Mój syn ma skończone 3 lata, zaczął chodzić do przedszkola, tydzień adaptacyjny w sierpniu to był koszmar, non stop płakał czy byłam z nim ja czy mąż, stale powtarzał: “do domu!!”. 1 tydzień września był płacz przy wychodzeniu do przedszkola, płacz w sali, wypatrywanie mnie przez okno. W domu potem chodził za mną jak cień, powtarzając, że mnie kocha, i gdy wychodziłam z pokoju nawet do wc pytał czy wrócę. Nic nie chciał jeść w przedszkolu, w 2 tygodniu coś jakby drgnęło, rzadziej płakał w drodze do przedszkola, za to zaczął psocić, wyrzucał kredki na podłogę, rozrzucał kredki, po prośbie od posprzątanie był wielki krzyk. Co prawda potem sprzątnął ale swoje “odkrzyczeć” musiał. Teraz jest inny problem, co prawda już wszystko ładnie je, sprzątać chyba też zaczął (bo nawet w domu robi to z ochotę- co wcześniej różnie bywało), zaczął bić, popychać, szczypać dzieci. Robi to bez powodu, idzie i zaczepia, są dzieci, które mu oddają, ale pani stwierdziła, że nie robi to na nim wrażenia 🙁 Bardzo mnie to martwi, bo nigdy się nie zdarzyło, żeby kiedykolwiek uderzył jakieś dziecko (czy to na placu zabaw, czy w odwiedzinach u znajomych/rodziny, a w naszym otoczeniu jest bardzo dużo dzieci w wieku 2-7 lat). Zawsze był bardzo gościnny, wyciągał i pokazywał dzieciom swoje zabawki, dzielił się jedzeniem. Dlatego tak bardzo mnie to martwi. Dlaczego zaczął się tak zachowywać? W domu mu stale tłumaczę, proszę, grożę, nic nie skutkuje ani kary ani nagrody. Co prawda obiecuje, że nie będzie, przeprasza, ale nadal bije 🙁 Boję się, ze za chwilę wszystkie dzieci się od niego odwrócą 🙁 CO ROBIĆ??? PROSZĘ O POMOC!!!

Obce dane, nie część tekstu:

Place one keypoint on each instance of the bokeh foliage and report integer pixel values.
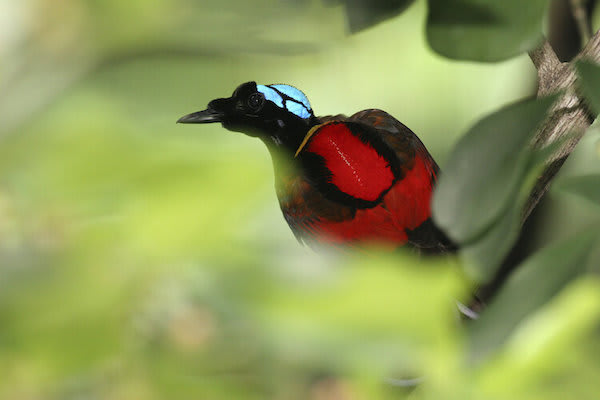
(141, 260)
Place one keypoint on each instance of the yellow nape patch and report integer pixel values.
(309, 134)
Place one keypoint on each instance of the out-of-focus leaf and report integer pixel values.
(589, 74)
(536, 281)
(486, 169)
(363, 14)
(484, 255)
(586, 186)
(484, 30)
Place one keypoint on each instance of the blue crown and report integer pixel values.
(287, 97)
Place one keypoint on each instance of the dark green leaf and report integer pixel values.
(484, 30)
(589, 74)
(486, 169)
(586, 186)
(534, 283)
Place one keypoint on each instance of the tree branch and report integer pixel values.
(570, 116)
(582, 19)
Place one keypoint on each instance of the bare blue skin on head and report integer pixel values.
(287, 97)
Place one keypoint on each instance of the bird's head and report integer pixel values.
(280, 114)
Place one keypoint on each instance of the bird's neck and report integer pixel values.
(283, 140)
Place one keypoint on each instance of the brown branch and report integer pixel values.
(569, 118)
(582, 19)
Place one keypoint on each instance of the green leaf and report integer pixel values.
(484, 30)
(586, 186)
(534, 283)
(486, 169)
(589, 75)
(363, 14)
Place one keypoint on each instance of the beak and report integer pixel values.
(202, 117)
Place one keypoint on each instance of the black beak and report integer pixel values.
(201, 117)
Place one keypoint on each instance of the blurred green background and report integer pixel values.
(140, 259)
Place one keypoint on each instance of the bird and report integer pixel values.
(340, 181)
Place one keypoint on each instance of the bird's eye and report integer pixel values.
(255, 101)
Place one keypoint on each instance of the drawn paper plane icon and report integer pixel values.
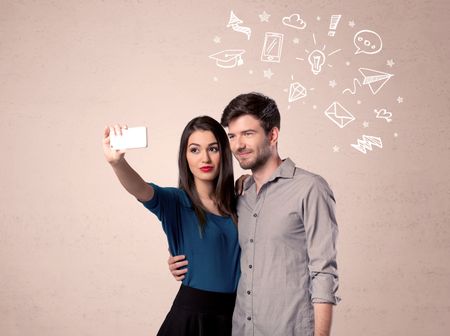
(296, 92)
(339, 115)
(366, 143)
(234, 20)
(228, 58)
(374, 79)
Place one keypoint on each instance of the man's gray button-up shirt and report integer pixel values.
(287, 234)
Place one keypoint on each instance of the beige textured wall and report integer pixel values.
(78, 256)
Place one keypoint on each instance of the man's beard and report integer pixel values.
(259, 161)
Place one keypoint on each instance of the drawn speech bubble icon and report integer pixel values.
(294, 21)
(367, 42)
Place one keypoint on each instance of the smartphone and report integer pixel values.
(132, 137)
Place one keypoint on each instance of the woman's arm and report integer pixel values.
(127, 176)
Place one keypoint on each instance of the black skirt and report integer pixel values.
(197, 312)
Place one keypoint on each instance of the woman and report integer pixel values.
(199, 219)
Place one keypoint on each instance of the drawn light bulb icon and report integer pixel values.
(316, 59)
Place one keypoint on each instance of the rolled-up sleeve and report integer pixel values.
(321, 235)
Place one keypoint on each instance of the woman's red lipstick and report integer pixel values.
(206, 169)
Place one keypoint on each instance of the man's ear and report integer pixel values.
(273, 135)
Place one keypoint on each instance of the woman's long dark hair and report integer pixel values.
(224, 193)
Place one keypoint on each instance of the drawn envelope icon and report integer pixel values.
(228, 58)
(339, 115)
(296, 92)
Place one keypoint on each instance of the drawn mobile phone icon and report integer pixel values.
(273, 43)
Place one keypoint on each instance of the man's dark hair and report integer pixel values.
(256, 104)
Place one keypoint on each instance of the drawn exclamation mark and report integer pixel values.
(334, 20)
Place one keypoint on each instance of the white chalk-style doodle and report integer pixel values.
(383, 114)
(235, 23)
(365, 144)
(296, 91)
(268, 73)
(367, 42)
(294, 21)
(273, 45)
(317, 58)
(334, 20)
(339, 114)
(373, 78)
(264, 17)
(229, 58)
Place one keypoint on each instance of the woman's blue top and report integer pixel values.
(213, 255)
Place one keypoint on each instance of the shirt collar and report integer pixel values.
(285, 170)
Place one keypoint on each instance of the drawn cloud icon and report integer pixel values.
(294, 21)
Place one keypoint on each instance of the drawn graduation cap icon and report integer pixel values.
(228, 58)
(234, 20)
(374, 79)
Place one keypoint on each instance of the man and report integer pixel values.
(287, 231)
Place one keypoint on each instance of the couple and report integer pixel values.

20 odpowiedzi na pytanie: Koszmar w przedszkolu
Moim zdaniem powinnaś spokojnie do tego podejść. Maluch “testuje”. To że bije, popycha itp. to jego sposób na adaptację, musi jeszcze trochę czasu minąć żeby zaakceptował nową sytuację. Ale Ty w miarę możliwości może odbieraj go wcześniej, chwal i ustalcie zasady, które powieście razem np w pokoju. Pilnujcie ich i rozmawiajcie. W przedszkolach są też psycholodzy – mozna tez spróbowac porozmawiać, może coś innego doradzi?
Może Twój synek nie dorósł jeszcze do przedszkola???Ja przerobiłam ten temat wzdłuż i wszerz.. Ale moje dziecko mimo porannych histerii z przedszkola wracało szczęśliwe, więc nabrałam pewności, ze to nie to..A te wszystkie zachowania u Twojego synka.. No cóż, wg mnie, to po prostu reakcja obronna, bunt, odreagowanie..dziecko musi gdzieś wyładować emocje, nagromadzone żale, etc. i w róznych reakcjach i zachowaniach się*to objawia..
ja kiedys uciekłam z przedszkola i po tem mnie juz do nie go nie posłano. Swojej zosu na razie nie posyłam i nie chciałabym jej posłąć, ni chyba że b ędę musiała iść do pracy. A pro pos – jestem pedagogiem szkolnym i przed ciążą pracowałam z dziećmi, co lubiłam – jednak moim zdaniem nie powinno się dziecimałych na długo zostawiać bez rodzica – tak od razu, to trzeba robić stopniowo…i wtedy może się udać bez awantur.
Twój syn jest bardzo mądry i to zachowanie wcale nie świadczy o tym, że stał się mniej gościnny czy grzeczny. W taki sposób widocznie odreagowuje stres związany z nową sytuacją – każde dziecko potrzebuje na to inną ilość czasu i każde odreagowuje inaczej.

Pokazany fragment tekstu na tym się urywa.